Magdalen Green

I was born and brought up in Bellefield Avenue and to me and my generation both here and on Magdalen Green this was to be our playground.

In the early 1930s Bellefield Avenue was to us a pretty wide street no doubt due to the fact that it was devoid of cars parking on the street. This being the case it was the ideal play ground for our many activities. One of the games we played regularly was our interpretation of American baseball, the base was a close entrance, the next base was a lamp post, the next would be a jacket, then another lamp post, then a dust bin lid, another lamp post and then back to final base. At this stage I must name the participants, Bob Pilkington, Jim Hampton, Dave McDonald, Bert Taylor, the Johnston boys, Jimmy Lamb and Torbet McKinnon, we did have one imported player and the was Jim Hackney for Thomson Street, he and I would go through Primary School at Hawkhill School and then Harris Academy, became members of the 3rd Company Boys Brigade etc.

All the names I mention and more provided the "Scottish" football and our home ground was to the east of the swing green at the bottom of Bellefield Avenue, the pitch we played on was named by us "Ibrox" and we played against any team who would answer the challenge.
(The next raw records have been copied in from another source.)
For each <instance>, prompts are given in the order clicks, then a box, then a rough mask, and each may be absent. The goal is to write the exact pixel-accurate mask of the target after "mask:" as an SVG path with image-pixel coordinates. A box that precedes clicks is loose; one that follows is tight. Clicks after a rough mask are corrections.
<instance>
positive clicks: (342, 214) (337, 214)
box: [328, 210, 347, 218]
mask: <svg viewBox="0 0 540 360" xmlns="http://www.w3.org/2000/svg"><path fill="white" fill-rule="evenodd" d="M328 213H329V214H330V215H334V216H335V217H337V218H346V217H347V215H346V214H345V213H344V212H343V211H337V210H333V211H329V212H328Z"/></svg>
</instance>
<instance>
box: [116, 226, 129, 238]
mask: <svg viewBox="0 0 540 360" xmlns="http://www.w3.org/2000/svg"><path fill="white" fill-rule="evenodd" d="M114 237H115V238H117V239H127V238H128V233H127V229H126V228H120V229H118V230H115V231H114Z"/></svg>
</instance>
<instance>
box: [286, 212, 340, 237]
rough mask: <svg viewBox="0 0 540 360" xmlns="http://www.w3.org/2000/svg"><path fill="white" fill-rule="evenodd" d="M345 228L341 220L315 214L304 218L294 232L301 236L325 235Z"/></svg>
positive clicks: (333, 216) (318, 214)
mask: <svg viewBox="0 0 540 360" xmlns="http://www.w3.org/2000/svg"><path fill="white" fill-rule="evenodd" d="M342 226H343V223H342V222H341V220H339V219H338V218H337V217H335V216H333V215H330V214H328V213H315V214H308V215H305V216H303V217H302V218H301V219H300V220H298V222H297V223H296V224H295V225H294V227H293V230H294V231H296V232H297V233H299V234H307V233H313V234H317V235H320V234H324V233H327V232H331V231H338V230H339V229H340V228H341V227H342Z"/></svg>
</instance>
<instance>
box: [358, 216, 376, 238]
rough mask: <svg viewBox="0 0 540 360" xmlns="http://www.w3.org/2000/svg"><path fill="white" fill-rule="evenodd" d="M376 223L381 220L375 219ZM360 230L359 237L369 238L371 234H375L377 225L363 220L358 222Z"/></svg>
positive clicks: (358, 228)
It was not a fancy grass pitch, the surface was the discarded ashes from the near by railway sheds, it was therefore a cinder pitch or as we called it "Danders" a surface which was not the best to fall on, if you had the misfortune to so do then out mothers' had the job of getting out the tweezers and pulling our bits of cinders from scraped knees.

We then had the Magdalen Green tennis courts when during the 1939 to 1945 war became allotments where a few of our gang became part of the nationwide army who "dug for victory" with a lot of help from our fathers.

It was a great place to be brought up, no television, plenty of things to do and strangely enough it "never seemed to rain" and the phrase "we are bored" was never heard.